Los artistas son, algunas veces, francotiradores de esta situación. Es poco resistir al gobierno absoluto de la masculinidad con un panel fotográfico o una pintura, pero algo es. Vemos esas representaciones desafiantes, pequeñas, transversales, y a través de ellas nos vemos mejor, favorecidos por el reflejo de una inseguridad esencial que obliga a buscarnos la vida fuera del cauce único trazado por unos hombres anteriores. La exposición que el siempre estimulante Espai d´Art Contemporani de Castellón propone (hasta el 23 de junio), explora estas caídas liberadoras. José Miguel G. Cortés, que ha concebido y seleccionado la muestra, la llama Héroes caídos, pero no todos los ejemplos artísticos recogidos de nuevas y díscolas formas de representar la masculinidad son derrotistas. Las magníficas fotografías de Del Lagrace Volcano son tan rotundas, tan jubilosamente afirmativas como el nombre transformado de esta artista entre mujer y hombre que retrata a sus congéneres: los drag kings, especie más rara y refinadamente transgresora que la de las drag queens. No todos los drag kings de Volcano son, me parece entender, lesbianas de la variante macho.

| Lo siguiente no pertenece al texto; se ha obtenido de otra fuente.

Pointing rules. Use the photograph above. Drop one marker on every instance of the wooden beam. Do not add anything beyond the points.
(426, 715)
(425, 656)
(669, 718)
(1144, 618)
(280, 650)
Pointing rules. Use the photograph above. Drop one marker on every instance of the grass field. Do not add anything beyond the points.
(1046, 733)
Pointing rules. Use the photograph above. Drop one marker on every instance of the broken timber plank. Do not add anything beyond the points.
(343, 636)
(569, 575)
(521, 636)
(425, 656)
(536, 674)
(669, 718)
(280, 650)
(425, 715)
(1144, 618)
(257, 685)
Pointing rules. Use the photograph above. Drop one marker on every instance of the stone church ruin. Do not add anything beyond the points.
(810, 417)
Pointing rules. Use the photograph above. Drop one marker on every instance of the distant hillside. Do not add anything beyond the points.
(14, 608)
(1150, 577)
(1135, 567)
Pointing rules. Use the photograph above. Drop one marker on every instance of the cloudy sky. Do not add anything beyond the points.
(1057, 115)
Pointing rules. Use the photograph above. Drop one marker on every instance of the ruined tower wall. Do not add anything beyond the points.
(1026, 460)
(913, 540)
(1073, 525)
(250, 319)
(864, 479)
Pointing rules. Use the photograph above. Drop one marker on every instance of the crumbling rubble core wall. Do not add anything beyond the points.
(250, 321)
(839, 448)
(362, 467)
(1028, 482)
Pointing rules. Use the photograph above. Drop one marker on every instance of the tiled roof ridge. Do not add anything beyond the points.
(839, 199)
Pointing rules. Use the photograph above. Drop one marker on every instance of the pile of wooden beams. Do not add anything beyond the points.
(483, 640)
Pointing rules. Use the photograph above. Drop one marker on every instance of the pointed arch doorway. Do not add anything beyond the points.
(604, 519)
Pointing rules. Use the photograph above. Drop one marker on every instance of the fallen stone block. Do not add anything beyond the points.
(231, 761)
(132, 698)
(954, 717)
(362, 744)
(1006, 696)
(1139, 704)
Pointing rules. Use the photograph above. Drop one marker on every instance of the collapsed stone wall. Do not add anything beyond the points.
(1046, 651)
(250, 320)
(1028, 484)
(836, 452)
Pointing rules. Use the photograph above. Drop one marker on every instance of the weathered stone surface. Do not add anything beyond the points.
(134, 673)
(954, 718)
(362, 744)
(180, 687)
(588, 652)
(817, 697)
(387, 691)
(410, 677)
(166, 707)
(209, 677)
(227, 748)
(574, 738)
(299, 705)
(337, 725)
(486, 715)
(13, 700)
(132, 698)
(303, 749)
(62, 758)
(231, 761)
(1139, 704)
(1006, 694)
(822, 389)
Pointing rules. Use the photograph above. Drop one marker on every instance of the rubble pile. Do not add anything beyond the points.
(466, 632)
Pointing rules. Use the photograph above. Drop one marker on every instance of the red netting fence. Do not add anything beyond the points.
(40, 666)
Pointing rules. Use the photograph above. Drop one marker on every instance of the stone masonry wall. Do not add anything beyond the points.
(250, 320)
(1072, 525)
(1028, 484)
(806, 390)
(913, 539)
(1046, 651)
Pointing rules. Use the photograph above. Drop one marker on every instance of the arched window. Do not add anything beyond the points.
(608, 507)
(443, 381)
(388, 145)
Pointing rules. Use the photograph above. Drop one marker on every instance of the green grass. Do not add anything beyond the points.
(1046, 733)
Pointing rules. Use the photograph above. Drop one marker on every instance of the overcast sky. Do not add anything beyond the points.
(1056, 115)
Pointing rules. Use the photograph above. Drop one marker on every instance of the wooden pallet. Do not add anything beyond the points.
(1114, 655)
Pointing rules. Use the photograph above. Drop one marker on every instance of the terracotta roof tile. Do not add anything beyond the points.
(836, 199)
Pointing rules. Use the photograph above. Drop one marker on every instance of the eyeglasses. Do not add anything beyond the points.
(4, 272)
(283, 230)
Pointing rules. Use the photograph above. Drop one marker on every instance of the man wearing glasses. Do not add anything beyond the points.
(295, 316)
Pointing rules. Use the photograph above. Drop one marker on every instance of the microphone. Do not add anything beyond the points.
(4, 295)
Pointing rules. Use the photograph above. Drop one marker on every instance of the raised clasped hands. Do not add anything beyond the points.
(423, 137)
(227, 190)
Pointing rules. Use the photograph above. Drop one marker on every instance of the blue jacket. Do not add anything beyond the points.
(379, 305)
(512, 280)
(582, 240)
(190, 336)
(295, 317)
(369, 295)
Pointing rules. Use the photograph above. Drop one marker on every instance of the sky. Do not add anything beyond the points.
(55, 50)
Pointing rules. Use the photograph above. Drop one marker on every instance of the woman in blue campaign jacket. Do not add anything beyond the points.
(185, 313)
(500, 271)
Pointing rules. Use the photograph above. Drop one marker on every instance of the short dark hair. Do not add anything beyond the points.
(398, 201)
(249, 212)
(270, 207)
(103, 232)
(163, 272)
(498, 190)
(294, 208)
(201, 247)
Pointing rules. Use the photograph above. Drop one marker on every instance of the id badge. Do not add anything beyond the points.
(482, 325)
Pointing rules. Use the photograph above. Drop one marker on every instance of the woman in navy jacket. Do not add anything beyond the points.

Algunas de estas mujeres hominizadas, bigotudas, sin tetas, sueñan linealmente con un paraíso sexual de roles invertidos, pero otras, las que más interesan a Volcano, reniegan del sistema binario de género y adoptan con un sarcasmo anti-machista las poses y atuendos del hombretón yanki de las praderas.

Es la misma intención irónica, demoledora, de las esculturas del americano Paul McCarthy (hombres-muñeco sin sexo o con un sexo ridículamente instrumental), del chamuscado calzoncillo Calvin Klein de Juan Pablo Ballester o de esos estremecedores autorretratos de cuerpo sin cabeza que John Coplans, un artista de 82 años, toma con su cámara de fotos y su carne fláccida, peluda, arrugada. En otra reciente serie, de gran belleza, expuesta en Castellón, Coplans juega a despistarnos con los dedos de sus manos, que entrelazados y apretados parecen vaginas dotadas de clítoris descomunales. Transhombres, (di)simuladores, hermafrodianas, pero también, dentro del límite de cualquier ser común, la eterna pregunta dirigida al abismo de nuestra deslizante identidad.

Porque hay que recordar que el arte siempre ha pintado esos monstruos de la estricta razón masculina. No tan abiertamente, con tan aviesa complicidad, como los artistas de hoy que forman el núcleo de la exposición de Castellón, pero con la misma intención o sueño revelador. Los guerreros andróginos de Rembrandt, las carnes roñosas de Caravaggio, las pieles decrépitas de los santos y filósofos de Ribera, las agresivas esfinges femeninas del Simbolismo inglés y centro-europeo, sin meternos en el Surrealismo o el body art de los 60. Simulacros, resquicios, con los que el plasmador de imágenes se las ingenia para recoger lo que la gran máquina devoradora del hombre no consigue digerir del todo. Ni excretar.